Da tale premessa discende che il creditore non titolato, intervenuto contro il terzo datore di ipoteca, non può essere equiparato al creditore disconosciuto o intervenuto tardivamente, per cui deve escludersi che per partecipare alla distribuzione del ricavato o conseguire l'accantonamento, egli debba munirsi necessariamente di un titolo esecutivo contro il debitore principale.

Qualora l'udienza di verifica dei crediti non venga ex officio fissata dal giudice dell'esecuzione, è onere del creditore che dispiega l'intervento avanzare tempestivamente la predetta istanza, affinché l'udienza si possa svolgere durante la fase liquidativa del processo esecutivo, considerato che la verifica dei crediti è funzionale alla regolarità ed alla celerità della ripartizione.

Ne consegue che, una volta iniziata la fase distributiva, non possono essere accolte né l'istanza di fissazione dell'udienza per la verifica, né quella volta ad una rimessione in termini del creditore rimasto inerte.

Riassumendo, dunque, se l'intervento del creditore sine titulo munito di diritto di prelazione risultante dai pubblici registri è ammissibile, in quanto rientrante nelle categorie ammesse dalla legge, anche se l'intervento è avvenuto in virtù di una garanzia prestata a favore di un soggetto estraneo al processo esecutivo, è del pari indiscutibile che il creditore privo del titolo esecutivo deve partecipare al procedimento di verifica del credito vantato assieme all'esecutato ed al debitore principale.
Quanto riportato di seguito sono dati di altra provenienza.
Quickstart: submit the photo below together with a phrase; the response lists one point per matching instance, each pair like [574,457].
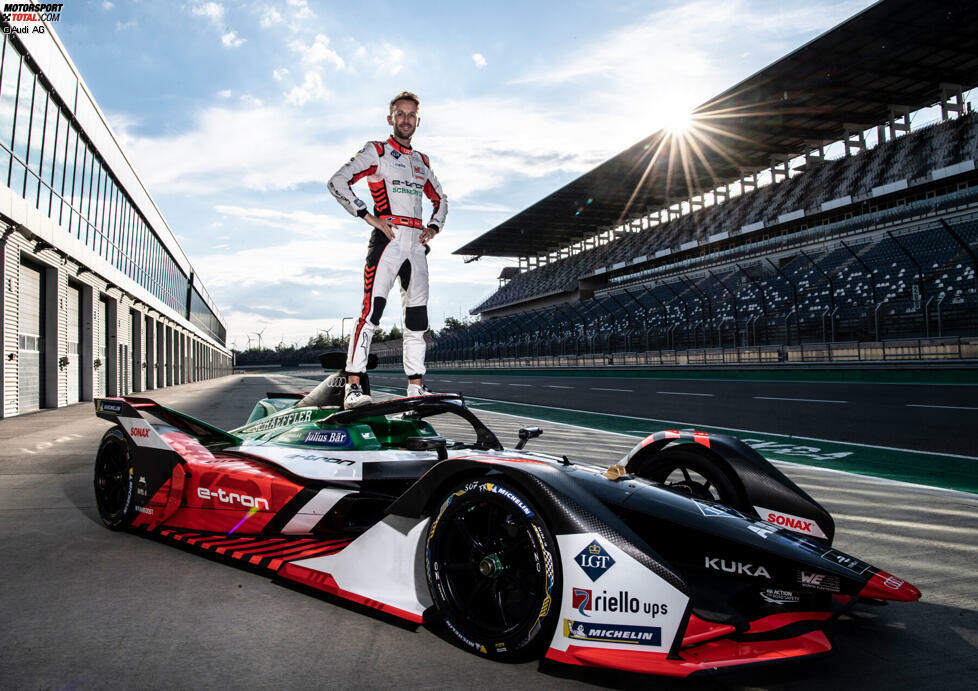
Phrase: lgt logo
[594,560]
Tuttavia, se l'udienza non viene fissata dal giudice ed i creditori interessati non ne fanno tempestivamente istanza, una volta iniziata la fase distributiva la verifica non sarà più consentita.

Qualora, erroneamente, il g.e. abbia comunque considerato l'intervento non titolato, il creditore concorrente che voglia dolersi dell'irritualità del predetto intervento potrà farlo ex art. 512 c.p.c. con una opposizione in sede di distribuzione.

Con tale condivisibile soluzione, la Cassazione aggiunge un ulteriore tassello alla lacunosa disciplina normativa in tema di intervento del creditore sine titulo (peraltro nella particolare fattispecie dell'espropriazione contro il datore di ipoteca), cogliendo l'occasione per sottolineare la differenza tra i requisiti richiesti per poter spiegare intervento e quelli necessari, invece, per poter partecipare alla distribuzione del ricavato, sottolineando l'indispensabilità dell'udienza di verifica del credito vantato dal creditore non titolato anche nella particolare ipotesi di espropriazione contro il terzo datore di ipoteca.

Riferimenti
  • Lai, L'intervento del creditore non titolato nell'espropriazione singolare, Roma, 2014.
  • Soldi, Manuale dell'esecuzione forzata, Padova, 2019, 1724 ss.
  • Storto, Sul problema dell'intervento dei creditori nell'espropriazione contro il terzo proprietario, in Riv. esec. forz., 2002,22 ss.
  • Ziino, Esecuzione forzata e intervento dei creditori,Palermo, 2004.
  • Ziino, Sub artt. 499-500, in La riforma del processo civile, a cura di Cipriani-Monteleone, Padova, 2007, 148 ss.